Leila Guerriero no es solo una de las grandes cronistas de nuestra época, también es una de sus grandes editoras. La autora de la crónica “El rastro en los huesos” o de la antología Frutos extraños es al mismo tiempo la editora de cientos de textos de la revista Gatopardo o de volúmenes colectivos (como Los malos). Ese dato importa no solo para acabar de perfilarla cultural y profesionalmente, sino también porque permite entender mejor su proyecto literario. Es una de las pocas escritoras que conozco que es capaz de observar sus propios textos con la mirada crítica de la edición de los textos ajenos. Su literatura no se entiende sin esa doble condición: la de una persona que se lee a sí misma sin piedad. Esa artesanía extrema provoca un insólito efecto de lectura: se puede percibir en la adjetivación, en la prosa, en la estructura, la tensión entre la cronista y la analista, entre la artista y la profesora, entre la poeta y la editora. Son siempre la misma persona y la misma autora, por supuesto, pero por momentos la voluntad manifiesta de alcanzar la perfección formal en cada unidad del texto —oración, párrafo, escena, conjunto— hace que el lector sienta el eco, la sombra del extrañamiento que, desde Edgar Allan Poe o Franz Kafka, es inseparable del arte del cuento. En lo que leemos late lo que ha borrado. 

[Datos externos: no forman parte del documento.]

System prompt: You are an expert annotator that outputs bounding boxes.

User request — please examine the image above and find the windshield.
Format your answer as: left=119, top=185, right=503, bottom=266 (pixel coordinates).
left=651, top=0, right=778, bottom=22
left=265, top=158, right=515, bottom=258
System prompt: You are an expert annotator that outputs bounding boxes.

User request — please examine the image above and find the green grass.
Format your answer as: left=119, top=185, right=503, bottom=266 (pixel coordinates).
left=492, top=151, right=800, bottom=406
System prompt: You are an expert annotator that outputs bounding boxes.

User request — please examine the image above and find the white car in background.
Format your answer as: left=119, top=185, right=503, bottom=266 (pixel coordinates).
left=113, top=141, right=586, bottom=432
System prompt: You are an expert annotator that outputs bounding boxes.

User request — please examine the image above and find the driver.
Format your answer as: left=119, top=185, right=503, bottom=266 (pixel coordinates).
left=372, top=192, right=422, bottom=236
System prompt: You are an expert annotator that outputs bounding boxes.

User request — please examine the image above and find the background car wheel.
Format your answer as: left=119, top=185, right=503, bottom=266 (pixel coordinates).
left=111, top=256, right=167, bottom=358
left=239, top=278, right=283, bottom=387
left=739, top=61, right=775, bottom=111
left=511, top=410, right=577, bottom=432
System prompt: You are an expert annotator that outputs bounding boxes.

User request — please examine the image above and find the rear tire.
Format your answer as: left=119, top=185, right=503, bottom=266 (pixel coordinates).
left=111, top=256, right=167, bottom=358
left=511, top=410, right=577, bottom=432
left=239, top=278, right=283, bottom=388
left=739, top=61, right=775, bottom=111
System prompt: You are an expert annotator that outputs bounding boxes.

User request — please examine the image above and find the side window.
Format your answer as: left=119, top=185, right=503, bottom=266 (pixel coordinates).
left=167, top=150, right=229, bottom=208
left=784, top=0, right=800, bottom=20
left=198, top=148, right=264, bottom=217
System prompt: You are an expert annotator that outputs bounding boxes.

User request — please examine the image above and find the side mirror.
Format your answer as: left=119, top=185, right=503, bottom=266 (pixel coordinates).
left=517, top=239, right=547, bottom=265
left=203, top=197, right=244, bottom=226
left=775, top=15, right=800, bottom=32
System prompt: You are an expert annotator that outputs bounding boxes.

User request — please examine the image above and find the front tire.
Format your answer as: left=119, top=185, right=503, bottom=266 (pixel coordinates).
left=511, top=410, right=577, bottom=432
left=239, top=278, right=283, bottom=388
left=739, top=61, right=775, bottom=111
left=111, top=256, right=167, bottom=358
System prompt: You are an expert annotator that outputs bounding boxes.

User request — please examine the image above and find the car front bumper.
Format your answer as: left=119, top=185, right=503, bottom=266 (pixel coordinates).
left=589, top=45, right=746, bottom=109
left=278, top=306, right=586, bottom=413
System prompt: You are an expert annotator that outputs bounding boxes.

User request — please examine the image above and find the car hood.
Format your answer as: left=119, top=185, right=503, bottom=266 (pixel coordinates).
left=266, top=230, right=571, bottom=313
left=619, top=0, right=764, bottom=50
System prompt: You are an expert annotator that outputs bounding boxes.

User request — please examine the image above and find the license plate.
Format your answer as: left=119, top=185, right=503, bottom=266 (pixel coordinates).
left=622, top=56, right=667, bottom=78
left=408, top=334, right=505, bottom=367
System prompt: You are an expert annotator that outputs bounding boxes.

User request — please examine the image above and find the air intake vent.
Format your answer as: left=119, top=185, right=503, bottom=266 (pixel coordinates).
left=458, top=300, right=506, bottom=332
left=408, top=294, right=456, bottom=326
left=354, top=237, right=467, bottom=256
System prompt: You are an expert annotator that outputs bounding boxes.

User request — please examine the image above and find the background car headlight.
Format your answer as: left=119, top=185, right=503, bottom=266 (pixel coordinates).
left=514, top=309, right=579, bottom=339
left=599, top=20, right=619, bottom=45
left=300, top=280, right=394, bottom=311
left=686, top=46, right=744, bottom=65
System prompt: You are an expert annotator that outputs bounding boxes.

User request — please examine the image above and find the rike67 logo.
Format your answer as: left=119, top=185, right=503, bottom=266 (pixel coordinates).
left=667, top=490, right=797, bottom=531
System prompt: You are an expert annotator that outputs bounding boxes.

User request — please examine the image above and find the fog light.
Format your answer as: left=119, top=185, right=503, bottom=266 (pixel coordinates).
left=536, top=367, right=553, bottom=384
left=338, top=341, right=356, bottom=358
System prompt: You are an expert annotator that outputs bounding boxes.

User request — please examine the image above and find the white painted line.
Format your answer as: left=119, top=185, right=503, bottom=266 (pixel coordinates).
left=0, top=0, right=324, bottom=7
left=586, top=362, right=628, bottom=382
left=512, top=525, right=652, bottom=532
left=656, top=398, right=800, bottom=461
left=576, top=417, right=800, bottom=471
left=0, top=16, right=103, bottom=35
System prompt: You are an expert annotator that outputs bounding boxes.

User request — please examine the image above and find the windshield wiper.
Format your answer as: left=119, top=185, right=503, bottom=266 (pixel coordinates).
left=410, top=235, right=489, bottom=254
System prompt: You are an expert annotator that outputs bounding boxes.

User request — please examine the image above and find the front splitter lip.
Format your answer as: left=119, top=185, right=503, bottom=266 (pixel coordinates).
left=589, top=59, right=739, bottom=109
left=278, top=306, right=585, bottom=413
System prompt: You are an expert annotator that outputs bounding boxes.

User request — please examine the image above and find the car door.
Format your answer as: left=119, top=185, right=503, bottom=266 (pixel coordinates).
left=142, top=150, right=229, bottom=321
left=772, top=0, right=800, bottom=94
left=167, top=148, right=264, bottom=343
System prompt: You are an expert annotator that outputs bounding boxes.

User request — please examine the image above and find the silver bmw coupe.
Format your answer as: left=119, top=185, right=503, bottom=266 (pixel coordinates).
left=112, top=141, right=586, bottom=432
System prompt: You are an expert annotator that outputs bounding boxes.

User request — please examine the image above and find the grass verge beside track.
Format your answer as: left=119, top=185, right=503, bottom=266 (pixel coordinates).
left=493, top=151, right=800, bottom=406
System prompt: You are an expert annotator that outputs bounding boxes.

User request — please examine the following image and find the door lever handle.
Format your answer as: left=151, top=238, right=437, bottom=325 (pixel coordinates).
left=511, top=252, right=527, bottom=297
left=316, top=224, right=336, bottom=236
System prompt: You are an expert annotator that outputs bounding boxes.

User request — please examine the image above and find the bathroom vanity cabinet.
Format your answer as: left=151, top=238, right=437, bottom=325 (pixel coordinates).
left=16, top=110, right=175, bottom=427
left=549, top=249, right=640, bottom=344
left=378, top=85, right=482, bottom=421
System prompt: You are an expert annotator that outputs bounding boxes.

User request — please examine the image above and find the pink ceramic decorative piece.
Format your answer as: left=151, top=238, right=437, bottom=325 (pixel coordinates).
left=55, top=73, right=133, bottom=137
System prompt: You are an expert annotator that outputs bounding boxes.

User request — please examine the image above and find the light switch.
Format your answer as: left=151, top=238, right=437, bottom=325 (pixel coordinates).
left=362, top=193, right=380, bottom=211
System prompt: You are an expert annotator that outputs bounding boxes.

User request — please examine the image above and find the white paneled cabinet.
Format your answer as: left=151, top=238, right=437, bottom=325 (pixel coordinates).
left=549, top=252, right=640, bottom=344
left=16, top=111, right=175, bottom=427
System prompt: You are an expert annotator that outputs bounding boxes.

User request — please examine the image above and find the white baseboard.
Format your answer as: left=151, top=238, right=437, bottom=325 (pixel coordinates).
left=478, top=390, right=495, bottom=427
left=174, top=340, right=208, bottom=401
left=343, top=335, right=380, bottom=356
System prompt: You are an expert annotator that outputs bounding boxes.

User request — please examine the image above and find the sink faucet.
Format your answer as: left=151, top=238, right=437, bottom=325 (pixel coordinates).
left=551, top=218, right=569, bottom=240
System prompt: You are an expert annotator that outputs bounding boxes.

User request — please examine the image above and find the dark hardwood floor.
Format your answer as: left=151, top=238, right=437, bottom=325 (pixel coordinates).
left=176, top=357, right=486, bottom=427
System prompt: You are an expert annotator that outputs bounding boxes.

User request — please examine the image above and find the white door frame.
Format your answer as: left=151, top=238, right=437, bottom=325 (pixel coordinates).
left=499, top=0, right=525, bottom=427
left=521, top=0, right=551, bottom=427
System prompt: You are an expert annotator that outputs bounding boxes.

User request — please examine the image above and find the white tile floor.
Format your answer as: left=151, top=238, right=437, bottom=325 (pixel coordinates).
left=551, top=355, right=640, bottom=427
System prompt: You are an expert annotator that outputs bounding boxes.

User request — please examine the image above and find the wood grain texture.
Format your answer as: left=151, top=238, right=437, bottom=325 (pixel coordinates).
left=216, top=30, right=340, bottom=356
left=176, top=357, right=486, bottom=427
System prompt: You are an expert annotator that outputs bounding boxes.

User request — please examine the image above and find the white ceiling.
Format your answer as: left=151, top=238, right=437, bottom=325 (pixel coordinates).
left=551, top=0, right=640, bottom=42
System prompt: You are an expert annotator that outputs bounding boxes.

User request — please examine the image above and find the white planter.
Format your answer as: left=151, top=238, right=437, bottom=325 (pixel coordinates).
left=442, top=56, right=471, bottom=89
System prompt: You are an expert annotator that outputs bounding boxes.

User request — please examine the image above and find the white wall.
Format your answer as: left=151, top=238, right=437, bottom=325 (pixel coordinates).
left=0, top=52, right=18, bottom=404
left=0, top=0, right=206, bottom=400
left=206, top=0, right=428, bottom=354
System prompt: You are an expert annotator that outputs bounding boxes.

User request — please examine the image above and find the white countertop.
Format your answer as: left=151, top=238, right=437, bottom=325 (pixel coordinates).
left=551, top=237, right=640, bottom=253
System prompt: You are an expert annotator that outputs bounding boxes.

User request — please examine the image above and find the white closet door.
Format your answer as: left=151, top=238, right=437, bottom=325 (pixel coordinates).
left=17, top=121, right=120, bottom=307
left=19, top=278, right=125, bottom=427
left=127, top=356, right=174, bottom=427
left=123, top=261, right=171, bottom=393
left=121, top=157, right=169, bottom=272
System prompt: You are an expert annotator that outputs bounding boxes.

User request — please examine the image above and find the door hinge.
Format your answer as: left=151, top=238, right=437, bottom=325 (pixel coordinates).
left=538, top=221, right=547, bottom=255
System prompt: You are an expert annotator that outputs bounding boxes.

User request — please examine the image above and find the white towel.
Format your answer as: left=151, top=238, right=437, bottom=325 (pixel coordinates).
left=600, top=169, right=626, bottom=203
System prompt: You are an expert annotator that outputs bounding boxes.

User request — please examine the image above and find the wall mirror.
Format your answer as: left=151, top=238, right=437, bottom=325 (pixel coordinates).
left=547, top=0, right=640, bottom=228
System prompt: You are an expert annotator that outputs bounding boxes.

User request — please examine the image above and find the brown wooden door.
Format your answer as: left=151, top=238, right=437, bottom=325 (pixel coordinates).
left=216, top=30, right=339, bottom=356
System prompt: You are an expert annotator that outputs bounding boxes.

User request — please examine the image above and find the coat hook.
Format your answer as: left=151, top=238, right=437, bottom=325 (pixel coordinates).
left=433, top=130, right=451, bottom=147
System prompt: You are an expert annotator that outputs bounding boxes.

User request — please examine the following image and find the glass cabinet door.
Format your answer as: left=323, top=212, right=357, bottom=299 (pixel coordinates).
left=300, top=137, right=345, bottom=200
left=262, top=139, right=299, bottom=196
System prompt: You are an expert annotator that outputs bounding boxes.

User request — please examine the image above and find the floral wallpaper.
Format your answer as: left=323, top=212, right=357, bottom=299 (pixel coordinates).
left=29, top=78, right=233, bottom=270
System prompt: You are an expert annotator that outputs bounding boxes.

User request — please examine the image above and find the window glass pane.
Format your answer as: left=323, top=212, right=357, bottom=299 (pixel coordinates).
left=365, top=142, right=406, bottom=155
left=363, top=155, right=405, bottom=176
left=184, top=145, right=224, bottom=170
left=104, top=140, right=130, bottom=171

Por esa condición esencial de su vida y de su obra, por ese desdoblamiento que vibra en la espina dorsal de su escritura, le pido a la propia Leila que sea la editora de este perfil o semblanza o prólogo o tentativa de resumirla en mil palabras. Me lo devuelve con catorce comentarios. Acepto la mayoría de las correcciones que me propone. Duda en la última nota de este párrafo final, de la voluntad de revelar esta intervención, pero decido dejarlo —revelarla— porque desencaja el género, enriquece este libro y, sobre todo, completa de la mejor manera posible el espíritu de este retrato.